I have been browsing forums looking for a Rubbermaid micro setup instructions, I see lots of pictures but nothing really in the form of step by step instructions...some do's and don't would be nice.

does anyone know of any links to building plans? I have tried googleing it but I never really find what I am looking for.

is it ok to ask alot of questions here once I get going....even if they are noob questions? I really want to learn the in's and out's of this.....just a few plants to get started.


scrogs: is this something a first time grower shoul dbe looking into ? or should I wait till I know what I am doing?


thanks for your time....hope to see some replies that can help me.


----------



## Funkfarmer (Oct 8, 2008)

The DIY section here has a lotof useful projects.


----------



## JBonez (Oct 8, 2008)

420ftw said:
			
		

> First let me start off with a big hello to everyone, I am pumped to be a part of  your community.
> 
> 
> I have been browsing forums looking for a Rubbermaid micro setup instructions, I see lots of pictures but nothing really in the form of step by step instructions...some do's and don't would be nice.
> ...




Your obviously informed if you know what scrog is, let me help you out.
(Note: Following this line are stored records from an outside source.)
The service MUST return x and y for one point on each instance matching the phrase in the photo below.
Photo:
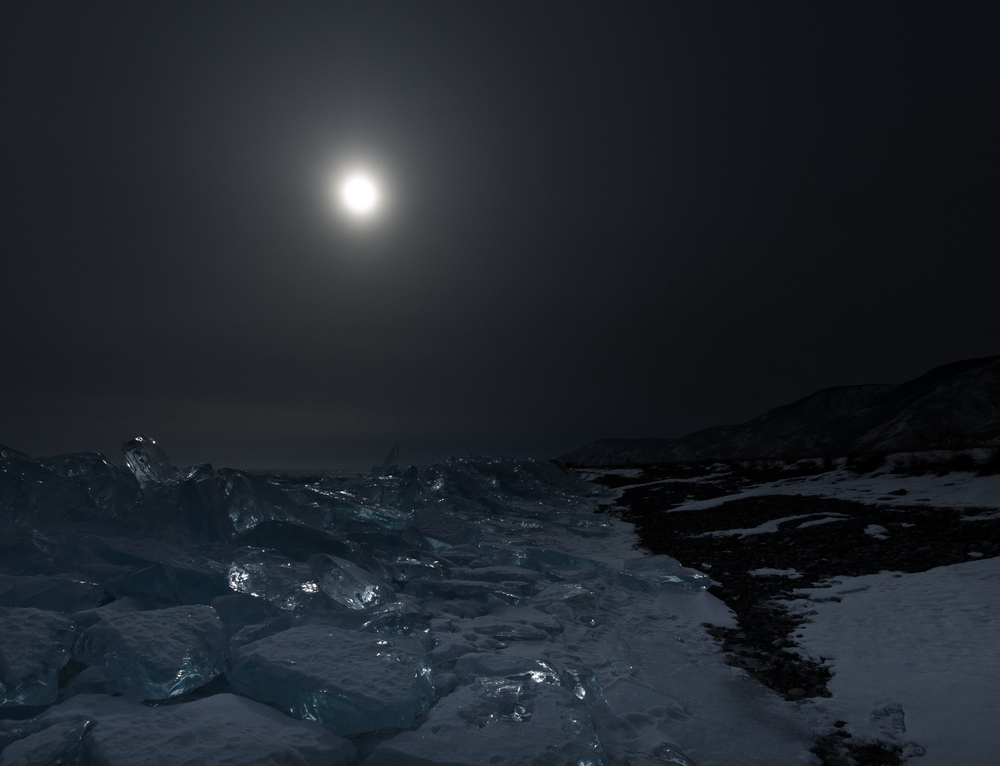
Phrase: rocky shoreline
(757, 574)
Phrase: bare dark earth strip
(918, 538)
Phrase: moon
(359, 194)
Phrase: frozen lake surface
(482, 610)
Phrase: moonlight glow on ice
(359, 194)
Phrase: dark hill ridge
(953, 405)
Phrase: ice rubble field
(470, 612)
(914, 655)
(478, 611)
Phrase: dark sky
(601, 219)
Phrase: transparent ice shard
(651, 572)
(147, 460)
(353, 682)
(220, 730)
(348, 509)
(349, 584)
(157, 654)
(57, 594)
(450, 590)
(526, 723)
(266, 574)
(406, 568)
(35, 644)
(445, 527)
(112, 489)
(250, 500)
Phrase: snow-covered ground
(479, 611)
(915, 659)
(952, 490)
(914, 655)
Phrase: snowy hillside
(953, 405)
(495, 611)
(870, 596)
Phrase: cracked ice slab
(523, 726)
(222, 730)
(351, 681)
(35, 645)
(157, 654)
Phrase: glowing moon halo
(359, 194)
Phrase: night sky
(598, 219)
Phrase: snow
(159, 653)
(922, 646)
(353, 682)
(222, 730)
(475, 610)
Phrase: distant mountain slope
(952, 405)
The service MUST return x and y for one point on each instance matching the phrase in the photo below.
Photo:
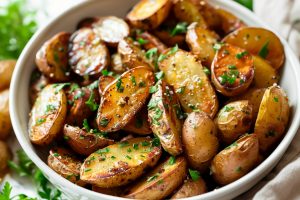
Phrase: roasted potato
(120, 164)
(272, 118)
(84, 142)
(265, 74)
(6, 69)
(111, 29)
(5, 123)
(201, 42)
(186, 11)
(190, 82)
(149, 14)
(160, 182)
(88, 55)
(139, 124)
(65, 163)
(232, 70)
(52, 58)
(165, 124)
(199, 138)
(235, 160)
(190, 188)
(233, 120)
(259, 41)
(47, 115)
(123, 98)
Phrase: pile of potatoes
(6, 70)
(178, 99)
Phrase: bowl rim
(256, 173)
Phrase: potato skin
(148, 14)
(5, 123)
(6, 70)
(199, 137)
(253, 39)
(232, 70)
(190, 82)
(47, 115)
(115, 166)
(64, 162)
(84, 142)
(160, 182)
(123, 98)
(233, 120)
(235, 160)
(88, 55)
(166, 126)
(190, 188)
(52, 58)
(272, 118)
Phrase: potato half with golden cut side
(265, 74)
(190, 188)
(162, 109)
(88, 55)
(160, 182)
(132, 55)
(48, 114)
(6, 70)
(235, 160)
(65, 163)
(232, 70)
(139, 124)
(52, 57)
(186, 11)
(120, 164)
(5, 122)
(199, 138)
(259, 41)
(272, 118)
(84, 142)
(111, 29)
(149, 14)
(149, 41)
(201, 42)
(233, 120)
(193, 88)
(123, 98)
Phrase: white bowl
(19, 104)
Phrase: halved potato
(65, 163)
(160, 182)
(193, 88)
(111, 29)
(132, 55)
(201, 42)
(139, 124)
(149, 14)
(233, 120)
(259, 41)
(272, 118)
(235, 160)
(232, 70)
(190, 188)
(200, 142)
(186, 11)
(84, 142)
(47, 115)
(123, 98)
(163, 119)
(120, 164)
(88, 55)
(52, 58)
(265, 74)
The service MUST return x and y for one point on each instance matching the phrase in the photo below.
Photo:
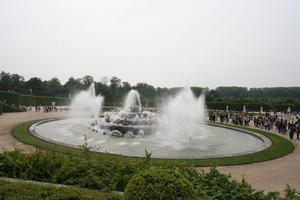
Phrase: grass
(280, 147)
(17, 190)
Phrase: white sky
(167, 43)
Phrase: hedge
(1, 107)
(158, 183)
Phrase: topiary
(157, 183)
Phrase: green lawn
(280, 147)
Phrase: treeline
(114, 90)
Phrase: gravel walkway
(9, 120)
(268, 176)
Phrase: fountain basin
(212, 142)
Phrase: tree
(53, 86)
(73, 85)
(87, 80)
(34, 85)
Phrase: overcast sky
(167, 43)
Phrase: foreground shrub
(22, 191)
(161, 184)
(82, 171)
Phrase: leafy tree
(34, 85)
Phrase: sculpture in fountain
(131, 120)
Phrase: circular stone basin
(212, 141)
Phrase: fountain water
(182, 117)
(133, 102)
(86, 103)
(179, 131)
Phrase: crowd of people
(45, 109)
(283, 123)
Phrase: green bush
(1, 107)
(84, 171)
(161, 184)
(21, 191)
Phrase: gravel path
(9, 120)
(268, 176)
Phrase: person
(292, 128)
(298, 129)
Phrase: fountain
(130, 120)
(175, 130)
(182, 116)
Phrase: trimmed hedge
(1, 107)
(158, 183)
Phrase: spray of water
(133, 102)
(181, 118)
(86, 103)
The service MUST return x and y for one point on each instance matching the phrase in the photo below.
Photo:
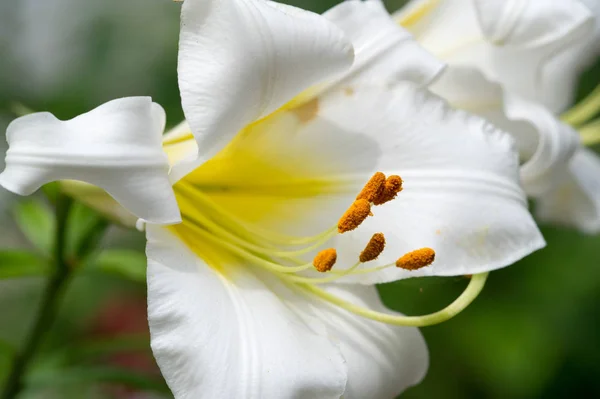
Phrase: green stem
(49, 305)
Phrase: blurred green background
(533, 333)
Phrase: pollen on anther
(325, 260)
(373, 249)
(374, 188)
(354, 216)
(392, 186)
(417, 259)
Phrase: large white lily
(236, 309)
(516, 63)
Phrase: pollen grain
(417, 259)
(374, 188)
(325, 260)
(392, 186)
(354, 216)
(373, 249)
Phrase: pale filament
(261, 248)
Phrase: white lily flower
(516, 63)
(235, 306)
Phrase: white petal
(576, 201)
(116, 146)
(523, 45)
(546, 145)
(383, 360)
(528, 35)
(385, 52)
(231, 335)
(462, 195)
(240, 60)
(563, 70)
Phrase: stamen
(461, 303)
(314, 280)
(416, 259)
(374, 188)
(325, 260)
(393, 185)
(249, 232)
(252, 259)
(354, 216)
(373, 249)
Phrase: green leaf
(85, 230)
(15, 264)
(37, 223)
(127, 264)
(95, 374)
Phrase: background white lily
(516, 63)
(222, 324)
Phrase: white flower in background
(287, 130)
(516, 63)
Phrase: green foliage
(127, 264)
(86, 375)
(36, 221)
(15, 264)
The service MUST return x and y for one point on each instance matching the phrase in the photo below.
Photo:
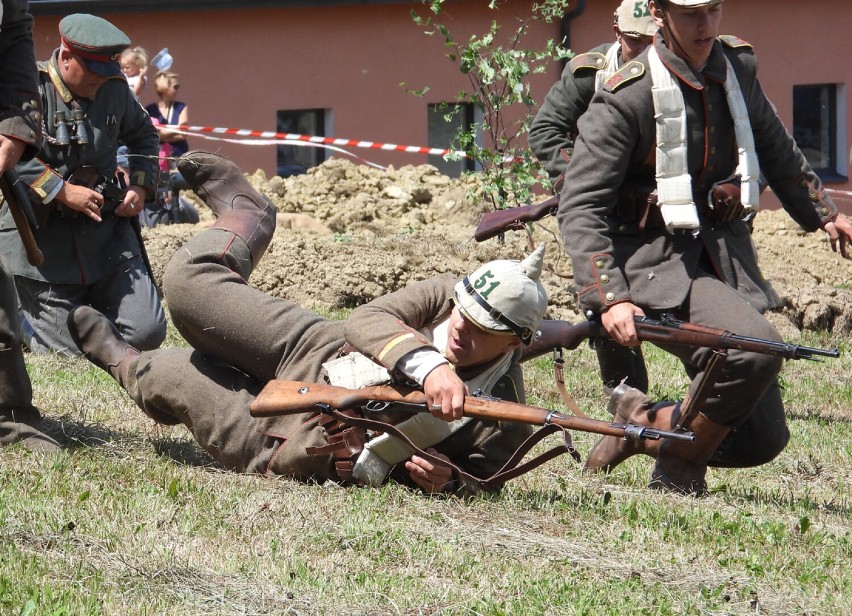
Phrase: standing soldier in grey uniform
(92, 253)
(691, 113)
(554, 129)
(448, 336)
(20, 130)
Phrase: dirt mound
(349, 233)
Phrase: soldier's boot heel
(628, 405)
(239, 207)
(681, 465)
(101, 343)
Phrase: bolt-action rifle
(290, 397)
(667, 330)
(513, 218)
(18, 201)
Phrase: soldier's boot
(628, 405)
(682, 466)
(239, 208)
(20, 421)
(100, 342)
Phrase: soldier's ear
(656, 13)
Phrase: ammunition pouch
(637, 204)
(723, 201)
(345, 443)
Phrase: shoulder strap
(628, 73)
(734, 41)
(592, 59)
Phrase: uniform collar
(56, 79)
(715, 68)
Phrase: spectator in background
(169, 111)
(134, 65)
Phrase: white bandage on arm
(417, 364)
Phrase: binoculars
(64, 135)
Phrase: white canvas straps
(674, 184)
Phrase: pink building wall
(238, 67)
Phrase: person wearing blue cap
(93, 253)
(446, 334)
(20, 131)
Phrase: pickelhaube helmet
(505, 296)
(630, 23)
(693, 3)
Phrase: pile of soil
(348, 233)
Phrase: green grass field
(133, 518)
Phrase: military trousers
(747, 396)
(127, 297)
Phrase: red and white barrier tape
(293, 137)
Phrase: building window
(444, 124)
(819, 129)
(297, 159)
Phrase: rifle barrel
(676, 332)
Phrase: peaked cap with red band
(95, 40)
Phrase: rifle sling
(510, 469)
(559, 375)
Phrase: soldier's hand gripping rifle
(290, 397)
(498, 221)
(18, 201)
(668, 330)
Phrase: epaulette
(629, 72)
(590, 59)
(734, 41)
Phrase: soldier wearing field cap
(690, 117)
(448, 335)
(554, 129)
(20, 131)
(92, 251)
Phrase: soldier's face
(82, 81)
(468, 345)
(632, 44)
(690, 31)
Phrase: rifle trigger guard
(639, 433)
(377, 406)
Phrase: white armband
(416, 365)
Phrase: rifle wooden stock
(494, 223)
(290, 397)
(19, 205)
(561, 334)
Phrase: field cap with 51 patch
(505, 297)
(96, 41)
(630, 23)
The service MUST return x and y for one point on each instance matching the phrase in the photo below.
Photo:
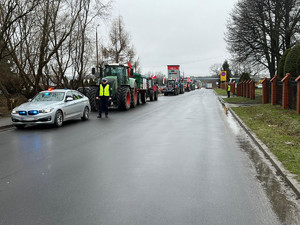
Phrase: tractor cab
(117, 71)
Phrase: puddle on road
(282, 198)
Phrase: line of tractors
(179, 86)
(129, 89)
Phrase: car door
(69, 106)
(78, 102)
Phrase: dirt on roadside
(15, 101)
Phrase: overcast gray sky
(166, 32)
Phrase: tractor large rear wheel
(92, 93)
(155, 95)
(143, 97)
(123, 97)
(151, 95)
(134, 96)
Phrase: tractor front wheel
(134, 96)
(124, 98)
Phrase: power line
(190, 62)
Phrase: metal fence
(293, 94)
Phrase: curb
(288, 177)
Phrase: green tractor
(123, 86)
(146, 88)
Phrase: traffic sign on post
(223, 76)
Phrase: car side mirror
(69, 99)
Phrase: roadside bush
(244, 76)
(292, 64)
(281, 64)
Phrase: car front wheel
(58, 120)
(86, 113)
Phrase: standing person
(104, 95)
(228, 91)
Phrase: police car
(53, 106)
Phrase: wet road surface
(179, 160)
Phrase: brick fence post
(265, 91)
(232, 87)
(248, 89)
(285, 90)
(252, 89)
(298, 94)
(274, 90)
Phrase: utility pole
(97, 54)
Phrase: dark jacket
(104, 85)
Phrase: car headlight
(46, 110)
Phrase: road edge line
(288, 176)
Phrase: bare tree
(260, 30)
(11, 12)
(119, 48)
(216, 69)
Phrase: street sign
(223, 75)
(173, 71)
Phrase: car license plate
(28, 119)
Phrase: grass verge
(240, 100)
(279, 129)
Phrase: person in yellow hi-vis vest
(228, 91)
(104, 95)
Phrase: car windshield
(171, 82)
(49, 97)
(114, 71)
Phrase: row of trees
(50, 42)
(259, 31)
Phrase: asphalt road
(174, 161)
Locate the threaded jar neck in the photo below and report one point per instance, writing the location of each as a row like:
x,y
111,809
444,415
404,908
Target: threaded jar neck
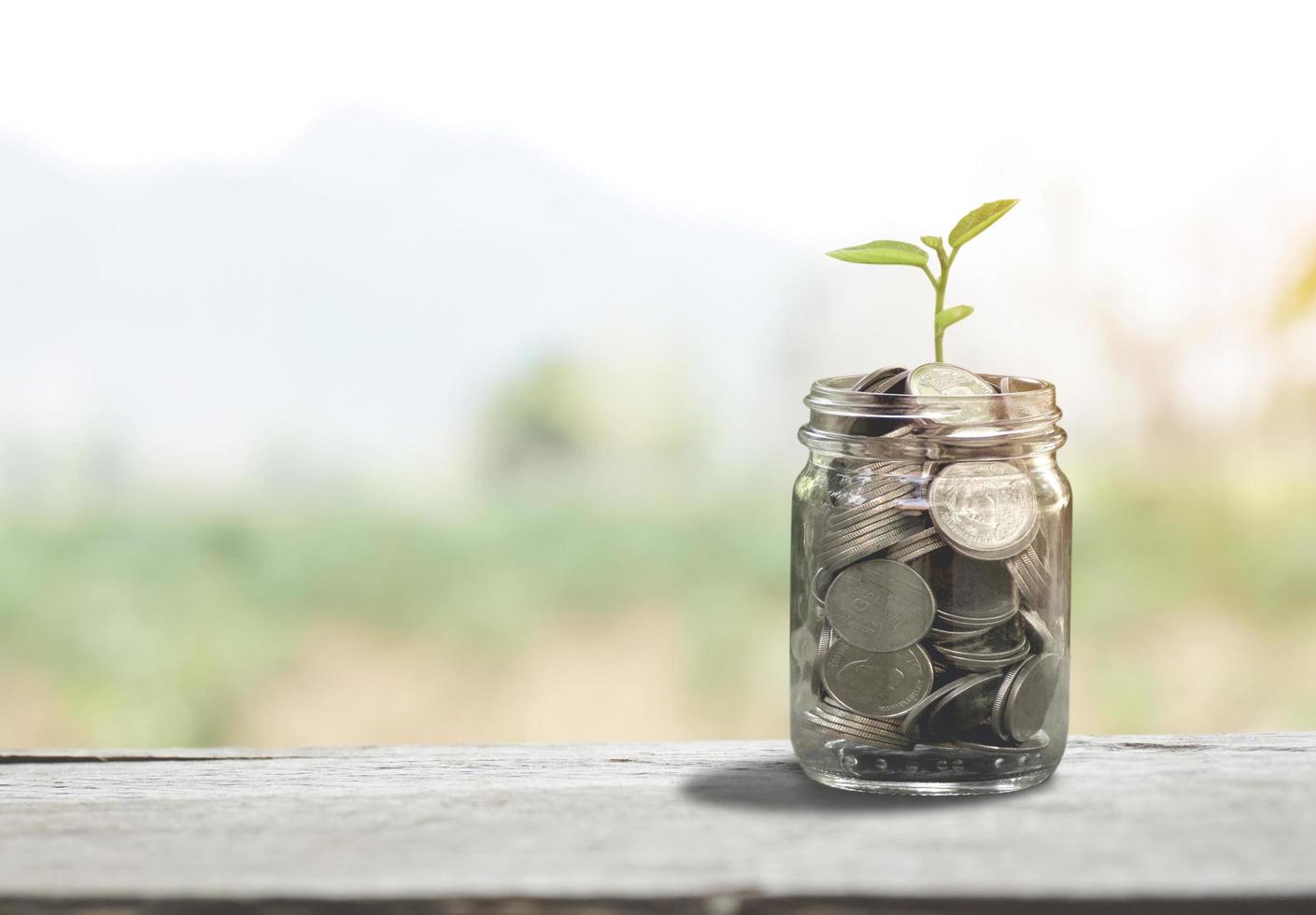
x,y
1019,422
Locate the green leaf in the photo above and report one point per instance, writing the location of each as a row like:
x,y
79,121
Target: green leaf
x,y
884,253
951,316
980,219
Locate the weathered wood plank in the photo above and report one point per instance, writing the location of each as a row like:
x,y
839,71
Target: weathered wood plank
x,y
1167,824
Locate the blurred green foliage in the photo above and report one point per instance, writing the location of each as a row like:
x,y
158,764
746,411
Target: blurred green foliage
x,y
155,625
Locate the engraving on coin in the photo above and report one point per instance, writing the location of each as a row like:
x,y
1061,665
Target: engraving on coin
x,y
984,509
945,380
879,605
877,683
966,705
942,380
877,376
971,592
1030,696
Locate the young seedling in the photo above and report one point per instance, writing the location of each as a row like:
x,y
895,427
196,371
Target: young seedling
x,y
913,255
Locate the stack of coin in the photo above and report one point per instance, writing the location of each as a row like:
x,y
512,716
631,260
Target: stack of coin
x,y
932,585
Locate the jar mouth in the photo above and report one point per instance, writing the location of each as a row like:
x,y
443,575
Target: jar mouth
x,y
1019,419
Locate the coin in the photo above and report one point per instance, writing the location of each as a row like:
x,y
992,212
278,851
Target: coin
x,y
879,605
946,380
916,551
824,718
891,384
1029,698
971,592
885,725
827,635
862,543
913,722
984,509
866,546
964,706
983,741
998,706
877,376
1039,632
1029,572
959,384
877,683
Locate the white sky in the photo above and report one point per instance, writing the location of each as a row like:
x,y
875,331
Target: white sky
x,y
801,119
1167,150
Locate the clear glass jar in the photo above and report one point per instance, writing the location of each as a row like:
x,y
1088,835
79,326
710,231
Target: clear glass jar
x,y
930,588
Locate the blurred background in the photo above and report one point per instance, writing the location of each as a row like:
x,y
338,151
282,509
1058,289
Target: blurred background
x,y
420,373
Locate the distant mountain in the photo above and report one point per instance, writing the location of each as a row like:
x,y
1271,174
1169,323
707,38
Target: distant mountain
x,y
360,296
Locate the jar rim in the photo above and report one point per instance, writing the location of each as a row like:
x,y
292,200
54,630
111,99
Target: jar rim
x,y
842,386
1019,421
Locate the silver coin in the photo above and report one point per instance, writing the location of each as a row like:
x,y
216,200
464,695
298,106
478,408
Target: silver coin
x,y
917,551
962,708
877,683
1029,698
984,509
868,546
1039,632
884,508
864,543
879,605
891,384
827,635
877,376
998,706
913,722
836,709
949,637
884,728
943,380
971,593
983,743
864,735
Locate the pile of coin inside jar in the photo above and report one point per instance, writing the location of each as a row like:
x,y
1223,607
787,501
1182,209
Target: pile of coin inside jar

No one here is going to be able to help you more than yourself. We all want to learn something, and few that have that in common can learn from each other. A micro grow isnt something i would consider, therefore i cannot help with that, But trust me, before i started, i ask 0 questions, then i ran into problems and solicited this site for help. If you have a question do a thorough search, because someone will most likely tell you to find it if they can. I dont see why a scrog setup would be difficult for a newb, like myself, but i have searched on how to do it, and will be trying to do it myself here in the next few months. Ive found literally every answer i needed by looking, read posts, threads and trust me, someone has already answered any questions your going to have! G/L on the grow!


----------



## 420ftw (Oct 8, 2008)

I am confident I Will find all the answers I have during the grow....it's the set up I am having issues with.....I don't want a jimmy rigged set up that looks like it was pieced together by a monkey. if I am going to devote time/energy/$$ i want to be able to smoke the final product. I know th emore I do it the more I will learn and hopefully the better it will get 


I was looking at a bubbler set up on stealthhydroponics website. for under $200-250 i think I can get a complete set .....


----------



## JBonez (Oct 8, 2008)

420ftw said:
			
		

> I am confident I Will find all the answers I have during the grow....it's the set up I am having issues with.....I don't want a jimmy rigged set up that looks like it was pieced together by a monkey. if I am going to devote time/energy/$$ i want to be able to smoke the final product. I know th emore I do it the more I will learn and hopefully the better it will get
> 
> 
> I was looking at a bubbler set up on stealthhydroponics website. for under $200-250 i think I can get a complete set .....



Im working on a 5-5gallon DWC (deep water culture) setup thats going to cost me around 160 bucks. You should check it out, ill pm you the link. If your wanting to go small then a dwc scrog would be ideal, thats the direction im going, even tho i have a whole bedroom sectioned into two grow rooms. you get what you put into it.


----------